Not Eating Enough Protein
Most common and most impactful. Protein has 20–30% TEF, promotes satiety, preserves lean muscle in a deficit, and supports metabolic rate. Target 1.6–2.2g/kg/day. Fix: track protein for 1 week and identify the gap.
Underestimating Caloric Intake
Research: people underestimate caloric intake by 20–50% on average. Cooking oils, sauces, and snacking account for hundreds of uncounted calories daily. Fix: track food for 2 to 3 weeks using a calorie app. The actual numbers are often surprising.
Drinking Calories
Sugary drinks, fruit juices, alcohol, and flavoured coffees contribute significant calories without triggering satiety signals. Fix: replace caloric beverages with water, unsweetened tea, or black coffee. This single change often creates a 200–500 kcal daily deficit without food restriction.
Cutting Out Entire Food Groups
Carbohydrates, fats, or dairy elimination is unnecessarily restrictive. Caloric surplus — not food groups — causes fat storage. Fix: manage portions of all food groups rather than eliminating them. This is more sustainable and nutritionally complete.
Severe Caloric Restriction
Below 1000–1200 kcal/day triggers adaptive thermogenesis: the body reduces TDEE by 15–30%. This is the crash diet plateau mechanism. Fix: moderate deficit of 300–500 kcal/day below TDEE. Slower but sustainable and metabolically protective.

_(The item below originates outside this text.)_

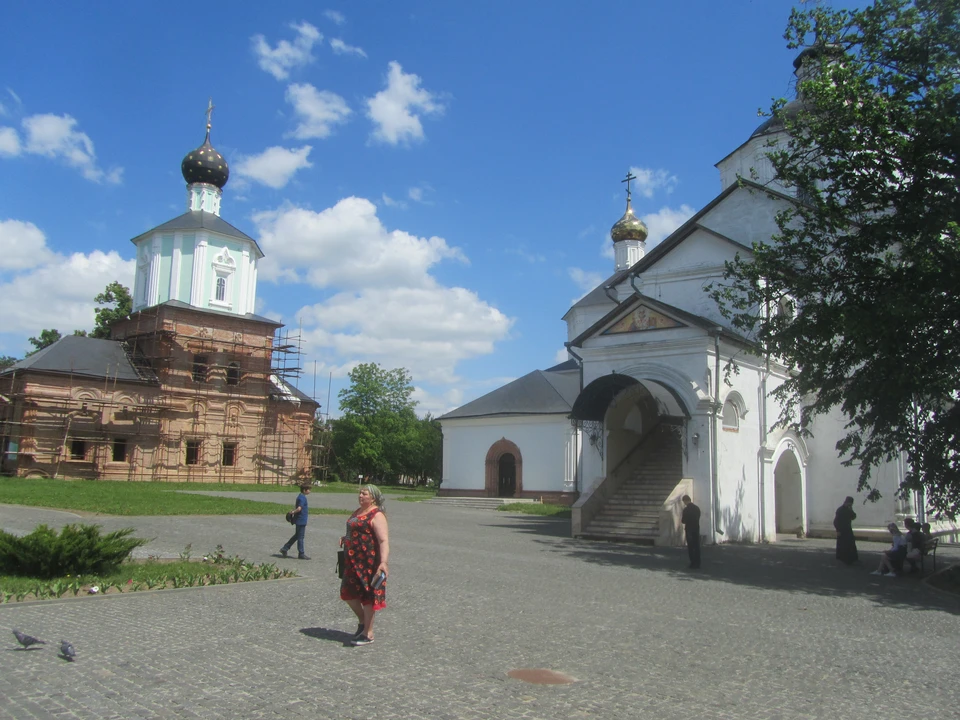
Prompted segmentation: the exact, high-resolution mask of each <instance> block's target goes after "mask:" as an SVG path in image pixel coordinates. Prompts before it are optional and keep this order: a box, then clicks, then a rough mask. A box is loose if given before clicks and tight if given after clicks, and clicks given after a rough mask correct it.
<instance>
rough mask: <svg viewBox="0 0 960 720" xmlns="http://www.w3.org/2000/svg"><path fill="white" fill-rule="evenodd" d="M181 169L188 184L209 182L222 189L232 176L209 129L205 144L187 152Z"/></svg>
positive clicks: (213, 184) (225, 159)
mask: <svg viewBox="0 0 960 720" xmlns="http://www.w3.org/2000/svg"><path fill="white" fill-rule="evenodd" d="M180 171H181V172H182V173H183V179H184V180H186V181H187V184H192V183H208V184H210V185H216V186H217V187H218V188H221V189H223V186H224V185H226V184H227V180H228V179H229V178H230V168H229V167H228V166H227V161H226V159H225V158H224V157H223V155H221V154H220V153H218V152H217V151H216V149H214V147H213V145H211V144H210V131H209V130H207V137H206V139H204V141H203V145H201V146H200V147H198V148H197V149H196V150H191V151H190V152H189V153H187V156H186V157H185V158H184V159H183V162H182V163H180Z"/></svg>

Focusing Only on Food Quality, Not Quantity
‘Eating clean’ while in a caloric surplus produces weight gain regardless of food quality. Conversely, a caloric deficit from a mixed diet produces fat loss. Fix: combine food quality (for micronutrients, satiety, and health) with caloric awareness (for body composition).
Frequently Asked Questions
“Most diet failures are not failures of willpower. They are failures of strategy. Fix these six mistakes and the results follow — no extreme protocols required.”
Track protein (1.6–2.2g/kg). Replace caloric beverages with water. Moderate deficit (300–500 kcal). No food group elimination. Track calories for 2–3 weeks to establish baseline. These fixes compound.